Web Image Prediction Using Multivariate Point Processes
Motivation of Research
The main research problem of this project is as follows.
Given a query keyword (eg.world+cup) and any future time point, can we predict what images will be likely to be appear on the Web?
The term world+cup mainly refers to the soccer event, and thus soccer images may be reasonable guess. However, as shown in the below figure, actual user photos are extremely diverse (e.g. ski, skate, bicycle, or horse riding), because the term usages vary much according to different users’ experiences and preferences.
As input, we download all images that are queried by the term world+cup from Flickr up to at a certain time point (eg. end of 2008). We also assume that each image is associated with meta-data like timestamp and owner ID. We then learn the temporal model for each topic keyword to describe the relations between image occurrence probabilities and the factors or covariates that influence them. Finally, the learned model is used to predict likely images for a given topic keyword and a future time point.

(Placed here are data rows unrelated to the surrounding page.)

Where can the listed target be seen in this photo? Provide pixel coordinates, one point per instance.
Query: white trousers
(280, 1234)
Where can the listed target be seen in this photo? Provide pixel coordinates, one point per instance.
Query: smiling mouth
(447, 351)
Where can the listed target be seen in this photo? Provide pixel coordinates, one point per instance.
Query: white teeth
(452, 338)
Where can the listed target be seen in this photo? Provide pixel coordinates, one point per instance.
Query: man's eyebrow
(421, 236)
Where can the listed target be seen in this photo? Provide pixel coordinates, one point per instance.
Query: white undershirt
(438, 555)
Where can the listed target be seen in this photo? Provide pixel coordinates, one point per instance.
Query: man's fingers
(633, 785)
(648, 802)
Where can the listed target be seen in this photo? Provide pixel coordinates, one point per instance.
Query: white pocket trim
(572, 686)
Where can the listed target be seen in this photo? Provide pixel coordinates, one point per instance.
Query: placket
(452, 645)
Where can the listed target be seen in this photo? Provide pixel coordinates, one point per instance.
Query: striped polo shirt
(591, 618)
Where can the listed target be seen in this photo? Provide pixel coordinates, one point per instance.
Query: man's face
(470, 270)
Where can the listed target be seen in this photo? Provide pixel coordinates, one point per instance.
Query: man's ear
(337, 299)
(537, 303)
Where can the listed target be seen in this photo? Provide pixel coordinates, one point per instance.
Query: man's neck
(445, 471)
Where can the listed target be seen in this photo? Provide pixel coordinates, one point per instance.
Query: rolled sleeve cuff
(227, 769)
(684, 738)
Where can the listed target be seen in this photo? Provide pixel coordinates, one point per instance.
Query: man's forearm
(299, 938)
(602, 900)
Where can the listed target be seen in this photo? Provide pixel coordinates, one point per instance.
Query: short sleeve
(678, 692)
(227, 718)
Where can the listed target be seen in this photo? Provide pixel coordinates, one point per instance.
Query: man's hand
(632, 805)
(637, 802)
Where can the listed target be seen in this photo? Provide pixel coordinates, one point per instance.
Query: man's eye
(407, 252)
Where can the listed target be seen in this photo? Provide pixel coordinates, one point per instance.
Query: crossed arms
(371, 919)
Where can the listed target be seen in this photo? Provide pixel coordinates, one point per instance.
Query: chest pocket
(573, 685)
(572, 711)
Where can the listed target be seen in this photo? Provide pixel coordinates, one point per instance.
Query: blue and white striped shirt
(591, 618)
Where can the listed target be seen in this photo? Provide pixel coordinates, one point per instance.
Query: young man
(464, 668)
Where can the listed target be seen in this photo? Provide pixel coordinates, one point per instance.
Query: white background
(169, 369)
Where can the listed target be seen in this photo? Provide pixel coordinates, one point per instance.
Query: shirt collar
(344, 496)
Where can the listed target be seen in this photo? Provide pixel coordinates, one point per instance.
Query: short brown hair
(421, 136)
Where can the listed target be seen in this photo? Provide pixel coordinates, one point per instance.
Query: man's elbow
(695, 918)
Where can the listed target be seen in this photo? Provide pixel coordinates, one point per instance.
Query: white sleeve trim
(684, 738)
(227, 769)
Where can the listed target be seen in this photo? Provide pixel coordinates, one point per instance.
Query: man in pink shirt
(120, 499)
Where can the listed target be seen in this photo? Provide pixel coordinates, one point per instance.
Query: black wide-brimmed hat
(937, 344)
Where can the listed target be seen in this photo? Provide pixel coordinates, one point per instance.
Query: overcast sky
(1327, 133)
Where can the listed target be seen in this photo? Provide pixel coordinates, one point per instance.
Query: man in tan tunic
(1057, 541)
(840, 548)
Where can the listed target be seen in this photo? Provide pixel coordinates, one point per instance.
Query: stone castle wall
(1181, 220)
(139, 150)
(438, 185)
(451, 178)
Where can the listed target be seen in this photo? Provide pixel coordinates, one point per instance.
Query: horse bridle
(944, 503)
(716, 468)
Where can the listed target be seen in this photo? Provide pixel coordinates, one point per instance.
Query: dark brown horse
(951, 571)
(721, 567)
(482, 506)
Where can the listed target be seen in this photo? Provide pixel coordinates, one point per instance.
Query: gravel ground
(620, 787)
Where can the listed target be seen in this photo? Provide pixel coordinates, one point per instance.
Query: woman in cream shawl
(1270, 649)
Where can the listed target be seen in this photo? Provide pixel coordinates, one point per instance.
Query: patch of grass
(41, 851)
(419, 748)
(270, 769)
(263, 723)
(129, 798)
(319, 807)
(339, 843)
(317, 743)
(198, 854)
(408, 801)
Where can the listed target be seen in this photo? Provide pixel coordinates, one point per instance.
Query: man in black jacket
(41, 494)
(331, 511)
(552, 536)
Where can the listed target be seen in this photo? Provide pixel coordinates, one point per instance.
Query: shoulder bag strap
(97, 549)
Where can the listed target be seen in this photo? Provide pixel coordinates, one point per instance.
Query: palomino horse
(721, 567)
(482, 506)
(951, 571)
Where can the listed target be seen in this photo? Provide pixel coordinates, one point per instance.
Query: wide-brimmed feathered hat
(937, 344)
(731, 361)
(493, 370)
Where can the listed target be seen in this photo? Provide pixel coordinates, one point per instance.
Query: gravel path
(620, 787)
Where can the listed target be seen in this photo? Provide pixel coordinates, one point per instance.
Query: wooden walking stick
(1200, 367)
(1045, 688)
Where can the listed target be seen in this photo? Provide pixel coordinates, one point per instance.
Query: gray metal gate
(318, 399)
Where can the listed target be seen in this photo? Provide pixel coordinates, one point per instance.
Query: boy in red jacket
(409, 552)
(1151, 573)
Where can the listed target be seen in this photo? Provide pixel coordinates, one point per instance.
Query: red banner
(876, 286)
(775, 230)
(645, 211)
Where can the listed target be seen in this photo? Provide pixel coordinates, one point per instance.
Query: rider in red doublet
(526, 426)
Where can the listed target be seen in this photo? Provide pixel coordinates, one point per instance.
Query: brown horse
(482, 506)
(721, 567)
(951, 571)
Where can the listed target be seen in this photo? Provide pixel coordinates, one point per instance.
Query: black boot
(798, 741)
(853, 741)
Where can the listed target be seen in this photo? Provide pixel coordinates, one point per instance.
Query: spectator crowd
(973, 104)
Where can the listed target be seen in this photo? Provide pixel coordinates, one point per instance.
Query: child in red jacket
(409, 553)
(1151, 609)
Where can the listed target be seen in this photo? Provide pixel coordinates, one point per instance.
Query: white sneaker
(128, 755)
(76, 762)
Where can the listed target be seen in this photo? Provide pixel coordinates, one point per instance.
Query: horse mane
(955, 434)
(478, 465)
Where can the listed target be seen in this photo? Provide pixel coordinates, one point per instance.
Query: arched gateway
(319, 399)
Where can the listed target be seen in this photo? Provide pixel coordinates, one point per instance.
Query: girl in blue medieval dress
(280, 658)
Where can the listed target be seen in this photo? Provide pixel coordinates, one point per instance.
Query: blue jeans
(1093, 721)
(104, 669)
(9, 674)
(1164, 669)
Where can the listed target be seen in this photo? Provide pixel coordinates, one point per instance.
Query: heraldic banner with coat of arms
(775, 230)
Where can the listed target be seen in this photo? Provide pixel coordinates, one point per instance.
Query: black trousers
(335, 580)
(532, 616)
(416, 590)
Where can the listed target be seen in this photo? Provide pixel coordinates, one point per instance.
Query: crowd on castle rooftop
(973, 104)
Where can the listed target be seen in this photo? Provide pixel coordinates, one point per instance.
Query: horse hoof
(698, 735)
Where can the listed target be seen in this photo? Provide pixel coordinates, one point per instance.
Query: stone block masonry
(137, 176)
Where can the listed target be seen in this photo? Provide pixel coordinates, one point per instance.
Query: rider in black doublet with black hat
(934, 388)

We call the prediction of photos for arbitrary individuals as collective image prediction. If a particular user is specified at query time, the prediction can be more focused on the user’s unique angle of seeing the topic. We call this task as personalized image prediction.
Our unified statistical framework to solve image prediction problem is the multivariate point process, which is a stochastic process that consists of a series of random events occurring at points in time and space. The point process is a powerful statistical model for spatio-temporal events.
Naturally, one occurrence of a particular image at a particular time can be represented by a point in time and image space. Consider an example of a short stream of penguin images. Each image is associated with a timestamp and visual cluster ID that is obtained by image clustering. Then, we can trivially represent this stream of images as the discrete-time trivariate point process like Fig.2.(b). Finally, we formulate regularized Poisson regression model to solve the relations between image occurrence and the covariates that influence it in a flexible, scalable, and globally optimal way.
Some examples of collective and personalized prediction are as follows.
In this paper, we discuss the Web image prediction problem. This research is important because it is an image-based approach for user behavior prediction, and can be easily extended to time-sensitive image reranking.
From experiments, we observe that Web image collections are extremely diverse, but some topics follow predictable patterns. Specifically, our predictive model works well for polysemous topics that show strong annual or periodic trends. We can also conclude that the image based personalization is highly demanding because images can convey more delicate information about user preferences that are hardly captured by text descriptions. For example of fine+art topic, we can effectively address a question like What styles of paintings does a user like?